Abraham Munting was de zoon van Henricus Munting (1583–1658). Na het afronden van de Latijnse school in zijn geboortestad studeerde hij vanaf januari 1645 aan de Groninger Academie. Hij studeerde in 1649 af met de verdediging van het werk De turffis, sive de cespitibus bituminosis van zijn hoogleraar Schoock.[noot 1]
Omdat zijn vader erop aandrong dat hij de beroemde hortus van hem zou overnemen, zette hij zijn studie voort. Hij bracht kennismakingsbezoeken aan de universiteiten van Franeker, Utrecht en Leiden, en ging vervolgens naar Parijs. In Angers verwierf hij de titel 'doctor medicinae'. In 1651 kwam hij terug in Groningen, waar hij in 1654 tot adjunct van zijn vader werd benoemd. Na de dood van zijn vader nam hij de botanische tuin over. Van 1658 tot 1660 was hij als buitengewoon hoogleraar plantkunde verbonden aan de Groningse academie. In 1660 werd hij benoemd tot gewoon hoogleraar plantkunde, wat hij bleef tot aan zijn dood.
In 1658 trouwde hij met Elizabeth Gabbema uit Leeuwarden. Het echtpaar kreeg twee zoons en een dochter. Alleen zijn zoon Albert (1663–1694) overleefde hem.
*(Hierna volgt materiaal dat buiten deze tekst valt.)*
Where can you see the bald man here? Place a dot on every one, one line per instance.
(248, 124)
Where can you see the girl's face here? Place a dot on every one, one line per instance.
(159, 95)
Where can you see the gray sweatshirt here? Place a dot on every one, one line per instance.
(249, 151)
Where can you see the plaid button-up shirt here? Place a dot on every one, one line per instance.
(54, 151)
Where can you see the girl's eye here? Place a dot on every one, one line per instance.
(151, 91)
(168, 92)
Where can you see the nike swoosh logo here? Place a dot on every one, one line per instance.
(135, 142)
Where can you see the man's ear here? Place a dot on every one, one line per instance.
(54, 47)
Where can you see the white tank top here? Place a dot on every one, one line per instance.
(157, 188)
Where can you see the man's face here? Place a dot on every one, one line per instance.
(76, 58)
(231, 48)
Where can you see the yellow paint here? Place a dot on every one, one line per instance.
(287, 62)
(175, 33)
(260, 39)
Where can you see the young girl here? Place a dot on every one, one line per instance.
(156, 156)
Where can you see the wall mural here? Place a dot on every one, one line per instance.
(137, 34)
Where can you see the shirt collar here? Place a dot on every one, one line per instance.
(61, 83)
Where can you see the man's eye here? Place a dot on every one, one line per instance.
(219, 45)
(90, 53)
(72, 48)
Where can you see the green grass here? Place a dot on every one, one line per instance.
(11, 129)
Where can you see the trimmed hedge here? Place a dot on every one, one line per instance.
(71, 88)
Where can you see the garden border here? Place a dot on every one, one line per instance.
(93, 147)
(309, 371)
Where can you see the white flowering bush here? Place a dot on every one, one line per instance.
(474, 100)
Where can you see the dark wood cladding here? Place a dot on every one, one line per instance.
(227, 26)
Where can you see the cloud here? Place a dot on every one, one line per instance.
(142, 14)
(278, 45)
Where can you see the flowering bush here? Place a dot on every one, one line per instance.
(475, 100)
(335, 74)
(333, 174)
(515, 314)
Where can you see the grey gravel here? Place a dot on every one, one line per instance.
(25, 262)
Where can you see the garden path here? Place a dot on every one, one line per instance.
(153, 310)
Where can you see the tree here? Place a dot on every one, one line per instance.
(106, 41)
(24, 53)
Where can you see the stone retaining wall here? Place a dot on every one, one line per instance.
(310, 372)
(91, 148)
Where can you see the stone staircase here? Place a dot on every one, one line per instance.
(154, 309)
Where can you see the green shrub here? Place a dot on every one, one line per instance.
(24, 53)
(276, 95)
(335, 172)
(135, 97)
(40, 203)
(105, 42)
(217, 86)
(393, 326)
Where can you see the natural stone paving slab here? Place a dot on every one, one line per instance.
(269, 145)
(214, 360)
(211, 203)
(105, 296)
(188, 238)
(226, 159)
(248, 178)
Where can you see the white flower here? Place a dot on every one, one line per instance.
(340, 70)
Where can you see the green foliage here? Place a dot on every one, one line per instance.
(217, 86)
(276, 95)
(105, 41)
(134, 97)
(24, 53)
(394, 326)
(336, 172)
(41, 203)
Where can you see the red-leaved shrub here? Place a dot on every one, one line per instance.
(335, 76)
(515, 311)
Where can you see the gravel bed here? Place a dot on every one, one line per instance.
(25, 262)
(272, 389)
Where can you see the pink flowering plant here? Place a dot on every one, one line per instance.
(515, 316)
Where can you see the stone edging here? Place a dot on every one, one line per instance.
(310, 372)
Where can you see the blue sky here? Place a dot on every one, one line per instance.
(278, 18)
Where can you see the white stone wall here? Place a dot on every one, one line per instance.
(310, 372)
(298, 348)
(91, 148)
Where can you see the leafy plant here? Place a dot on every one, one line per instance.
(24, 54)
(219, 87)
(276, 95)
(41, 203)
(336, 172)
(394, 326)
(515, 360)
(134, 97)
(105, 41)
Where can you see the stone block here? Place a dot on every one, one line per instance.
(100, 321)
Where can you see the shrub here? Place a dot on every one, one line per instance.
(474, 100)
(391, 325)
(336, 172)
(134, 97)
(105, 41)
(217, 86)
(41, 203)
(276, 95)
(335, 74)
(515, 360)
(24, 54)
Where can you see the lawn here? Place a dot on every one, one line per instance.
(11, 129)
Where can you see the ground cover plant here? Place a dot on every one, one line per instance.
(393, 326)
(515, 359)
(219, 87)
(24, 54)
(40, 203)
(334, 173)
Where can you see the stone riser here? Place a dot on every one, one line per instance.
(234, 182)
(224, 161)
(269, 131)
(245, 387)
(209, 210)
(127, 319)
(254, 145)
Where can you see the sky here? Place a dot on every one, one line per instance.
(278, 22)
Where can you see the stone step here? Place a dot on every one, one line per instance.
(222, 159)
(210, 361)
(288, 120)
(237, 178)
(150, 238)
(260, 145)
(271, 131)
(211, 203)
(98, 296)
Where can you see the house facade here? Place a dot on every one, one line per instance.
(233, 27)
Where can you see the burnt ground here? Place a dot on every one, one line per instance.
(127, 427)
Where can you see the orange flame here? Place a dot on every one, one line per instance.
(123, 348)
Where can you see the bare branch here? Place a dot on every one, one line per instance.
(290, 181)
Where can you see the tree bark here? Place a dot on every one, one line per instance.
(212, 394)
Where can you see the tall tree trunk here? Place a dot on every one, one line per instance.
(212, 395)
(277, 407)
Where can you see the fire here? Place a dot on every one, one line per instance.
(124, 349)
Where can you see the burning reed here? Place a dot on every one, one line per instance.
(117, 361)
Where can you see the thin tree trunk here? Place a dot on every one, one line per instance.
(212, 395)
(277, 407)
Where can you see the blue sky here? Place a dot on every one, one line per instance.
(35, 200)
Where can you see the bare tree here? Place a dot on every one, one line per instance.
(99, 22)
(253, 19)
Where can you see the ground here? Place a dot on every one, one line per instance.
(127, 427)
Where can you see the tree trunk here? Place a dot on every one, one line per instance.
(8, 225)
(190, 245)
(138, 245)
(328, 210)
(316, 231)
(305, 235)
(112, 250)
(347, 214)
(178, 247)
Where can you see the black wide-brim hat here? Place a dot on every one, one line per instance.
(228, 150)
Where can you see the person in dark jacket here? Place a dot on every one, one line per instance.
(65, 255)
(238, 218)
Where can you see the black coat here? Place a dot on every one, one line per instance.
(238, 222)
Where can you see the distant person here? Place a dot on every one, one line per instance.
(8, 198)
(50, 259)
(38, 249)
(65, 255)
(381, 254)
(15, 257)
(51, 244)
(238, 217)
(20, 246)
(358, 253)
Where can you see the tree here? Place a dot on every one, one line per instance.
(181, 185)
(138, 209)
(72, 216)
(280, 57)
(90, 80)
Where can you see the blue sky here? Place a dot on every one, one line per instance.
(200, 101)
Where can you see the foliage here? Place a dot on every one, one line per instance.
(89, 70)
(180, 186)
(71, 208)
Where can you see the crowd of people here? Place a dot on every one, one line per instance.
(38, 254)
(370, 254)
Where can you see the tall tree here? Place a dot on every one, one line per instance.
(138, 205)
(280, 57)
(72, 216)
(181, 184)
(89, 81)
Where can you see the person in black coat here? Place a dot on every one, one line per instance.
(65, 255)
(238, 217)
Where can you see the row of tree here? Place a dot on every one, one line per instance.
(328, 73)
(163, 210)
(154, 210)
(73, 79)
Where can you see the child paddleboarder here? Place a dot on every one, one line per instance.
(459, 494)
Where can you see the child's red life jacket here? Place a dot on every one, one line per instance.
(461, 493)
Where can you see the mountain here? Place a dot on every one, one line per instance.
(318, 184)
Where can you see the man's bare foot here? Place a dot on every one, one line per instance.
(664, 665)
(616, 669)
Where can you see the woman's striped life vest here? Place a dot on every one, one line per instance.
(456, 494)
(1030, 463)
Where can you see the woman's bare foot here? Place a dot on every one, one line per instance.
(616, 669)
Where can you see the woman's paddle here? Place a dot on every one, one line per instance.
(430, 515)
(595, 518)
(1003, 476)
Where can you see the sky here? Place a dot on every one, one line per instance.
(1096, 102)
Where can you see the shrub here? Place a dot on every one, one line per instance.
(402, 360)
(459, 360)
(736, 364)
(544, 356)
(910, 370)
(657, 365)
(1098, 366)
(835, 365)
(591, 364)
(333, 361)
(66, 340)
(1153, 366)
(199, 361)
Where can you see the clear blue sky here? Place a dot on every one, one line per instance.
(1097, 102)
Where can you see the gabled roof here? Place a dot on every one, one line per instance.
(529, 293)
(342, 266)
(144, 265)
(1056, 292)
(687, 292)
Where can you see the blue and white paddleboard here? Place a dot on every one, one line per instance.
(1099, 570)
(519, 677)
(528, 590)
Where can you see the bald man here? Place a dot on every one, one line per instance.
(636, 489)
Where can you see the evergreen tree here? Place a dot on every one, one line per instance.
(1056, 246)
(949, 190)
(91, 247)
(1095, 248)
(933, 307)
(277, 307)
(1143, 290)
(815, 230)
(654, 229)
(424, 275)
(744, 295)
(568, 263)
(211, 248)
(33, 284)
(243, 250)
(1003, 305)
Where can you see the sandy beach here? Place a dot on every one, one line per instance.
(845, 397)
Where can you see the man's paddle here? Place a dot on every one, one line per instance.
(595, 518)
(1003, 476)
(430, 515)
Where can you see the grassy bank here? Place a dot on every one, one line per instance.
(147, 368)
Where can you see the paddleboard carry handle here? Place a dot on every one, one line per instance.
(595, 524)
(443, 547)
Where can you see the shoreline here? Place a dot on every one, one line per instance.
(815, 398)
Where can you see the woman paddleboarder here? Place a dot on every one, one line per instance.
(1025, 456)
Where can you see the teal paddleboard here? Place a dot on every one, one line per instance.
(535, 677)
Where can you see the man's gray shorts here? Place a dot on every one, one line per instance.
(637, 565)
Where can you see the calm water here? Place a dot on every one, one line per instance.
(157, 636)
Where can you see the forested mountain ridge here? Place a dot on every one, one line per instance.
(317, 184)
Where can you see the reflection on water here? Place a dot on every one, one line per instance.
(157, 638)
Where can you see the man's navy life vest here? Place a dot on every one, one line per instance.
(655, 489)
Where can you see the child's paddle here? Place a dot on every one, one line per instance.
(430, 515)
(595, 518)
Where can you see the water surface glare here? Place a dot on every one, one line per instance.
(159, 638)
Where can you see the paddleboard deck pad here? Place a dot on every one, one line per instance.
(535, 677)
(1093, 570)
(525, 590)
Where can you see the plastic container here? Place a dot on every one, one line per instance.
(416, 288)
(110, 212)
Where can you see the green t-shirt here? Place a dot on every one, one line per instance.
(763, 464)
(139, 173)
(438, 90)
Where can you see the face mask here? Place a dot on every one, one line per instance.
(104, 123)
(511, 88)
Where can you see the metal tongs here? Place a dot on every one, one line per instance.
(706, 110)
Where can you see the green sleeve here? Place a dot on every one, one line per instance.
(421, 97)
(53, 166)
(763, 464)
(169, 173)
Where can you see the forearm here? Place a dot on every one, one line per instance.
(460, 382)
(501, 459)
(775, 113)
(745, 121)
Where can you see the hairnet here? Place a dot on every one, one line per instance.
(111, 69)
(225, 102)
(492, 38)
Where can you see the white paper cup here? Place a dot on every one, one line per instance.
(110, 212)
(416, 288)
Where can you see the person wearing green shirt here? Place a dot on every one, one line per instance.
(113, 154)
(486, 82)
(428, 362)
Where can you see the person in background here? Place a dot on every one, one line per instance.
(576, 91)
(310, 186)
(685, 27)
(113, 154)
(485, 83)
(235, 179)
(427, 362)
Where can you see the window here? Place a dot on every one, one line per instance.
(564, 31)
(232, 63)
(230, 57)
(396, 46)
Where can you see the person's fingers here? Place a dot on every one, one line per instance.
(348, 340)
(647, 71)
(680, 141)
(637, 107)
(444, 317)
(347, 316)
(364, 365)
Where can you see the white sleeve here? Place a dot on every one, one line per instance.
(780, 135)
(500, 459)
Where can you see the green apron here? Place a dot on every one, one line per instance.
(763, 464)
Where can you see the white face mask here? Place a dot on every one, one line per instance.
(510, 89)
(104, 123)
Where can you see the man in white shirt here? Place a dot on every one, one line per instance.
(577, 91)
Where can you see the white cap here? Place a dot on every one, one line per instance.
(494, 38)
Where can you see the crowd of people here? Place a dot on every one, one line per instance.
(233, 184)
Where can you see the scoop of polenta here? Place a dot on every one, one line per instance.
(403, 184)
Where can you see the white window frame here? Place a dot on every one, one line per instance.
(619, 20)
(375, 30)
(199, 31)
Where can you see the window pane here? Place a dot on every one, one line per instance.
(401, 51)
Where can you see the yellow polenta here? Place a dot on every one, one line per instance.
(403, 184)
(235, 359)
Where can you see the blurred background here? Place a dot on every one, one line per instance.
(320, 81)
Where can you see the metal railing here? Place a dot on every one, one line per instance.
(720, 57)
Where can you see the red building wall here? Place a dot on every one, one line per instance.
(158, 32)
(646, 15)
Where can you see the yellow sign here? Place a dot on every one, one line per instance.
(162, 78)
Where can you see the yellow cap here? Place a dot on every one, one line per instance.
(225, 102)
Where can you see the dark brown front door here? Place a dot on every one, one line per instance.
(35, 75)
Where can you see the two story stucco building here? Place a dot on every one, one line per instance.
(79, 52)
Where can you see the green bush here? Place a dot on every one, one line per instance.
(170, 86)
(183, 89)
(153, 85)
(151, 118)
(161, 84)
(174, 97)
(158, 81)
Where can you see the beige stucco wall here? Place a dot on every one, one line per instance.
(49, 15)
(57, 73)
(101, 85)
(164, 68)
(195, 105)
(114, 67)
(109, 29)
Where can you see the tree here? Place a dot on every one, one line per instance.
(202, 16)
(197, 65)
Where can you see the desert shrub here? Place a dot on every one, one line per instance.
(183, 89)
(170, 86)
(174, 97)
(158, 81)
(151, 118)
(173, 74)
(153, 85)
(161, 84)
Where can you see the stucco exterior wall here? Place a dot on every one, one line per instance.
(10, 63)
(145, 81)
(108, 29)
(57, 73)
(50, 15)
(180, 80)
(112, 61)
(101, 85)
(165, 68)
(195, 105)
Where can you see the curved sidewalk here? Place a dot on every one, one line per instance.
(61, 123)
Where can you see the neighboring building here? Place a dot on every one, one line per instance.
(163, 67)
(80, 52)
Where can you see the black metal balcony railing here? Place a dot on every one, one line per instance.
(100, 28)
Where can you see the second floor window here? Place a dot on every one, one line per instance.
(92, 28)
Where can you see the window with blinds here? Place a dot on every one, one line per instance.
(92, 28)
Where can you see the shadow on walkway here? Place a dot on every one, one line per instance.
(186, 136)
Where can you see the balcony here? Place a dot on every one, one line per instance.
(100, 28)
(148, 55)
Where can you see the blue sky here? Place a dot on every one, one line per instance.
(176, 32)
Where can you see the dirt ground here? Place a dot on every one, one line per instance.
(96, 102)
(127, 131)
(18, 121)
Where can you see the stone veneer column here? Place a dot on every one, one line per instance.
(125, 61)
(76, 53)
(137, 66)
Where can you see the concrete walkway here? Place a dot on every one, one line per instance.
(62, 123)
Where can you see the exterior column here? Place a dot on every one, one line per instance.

Na zijn dood in 1683 nam zijn zoon Albert Munting de botanische tuin over.
Publicaties
In 1672 verscheen zijn werk Waare Oeffening der Planten,[1] waarvan in 1682 de tweede oplage verscheen. In 1680 kwam Aloidarium, sive Aloes mucrunato folio Americanae majoris uit. In 1681 volgde De vera antiquorum herba Britannica.[2] In 1696 verscheen bij Pieter vander Aa in Leiden en Francois Halma in Utrecht postuum een sterk uitgebreide versie van Waare Oeffening onder de titel Naauwkeurige beschryving der aardgewassen.[3] In 1702 werd dit werk uitgebracht als Phytographia curiosa, in het Latijn vertaald door Franz Kiggelaer.[4]
Eponymie
Het plantengeslacht Muntingia (1753) is door Linnaeus vernoemd naar Munting.
↑Vanderjagt, A.J. (2014). Des werrelds tuin. Henricus (1583–1658) en Abraham Munting (1626–1683). Overwinnaars van de natuur in Groningen, in: Oefenplaats der Muzen, werkplaats der wetenschap. De stichting van de Groninger Academie in 1614, red. Zweder von Martels, Hilversum: Verloren (ISBN 978 908704 450 3), pp. 191–212.
Noten
↑Het was in die tijd, en ook nog in de ruim honderd jaar daarna, gebruikelijk om af te studeren door middel van het voeren van een verdediging. De vaardigheid die men moest aantonen was niet dat men zelf onderzoek kon doen, maar dat men eloquent aan een discussie met vakgenoten kon deelnemen, in die tijd gehouden in het Latijn.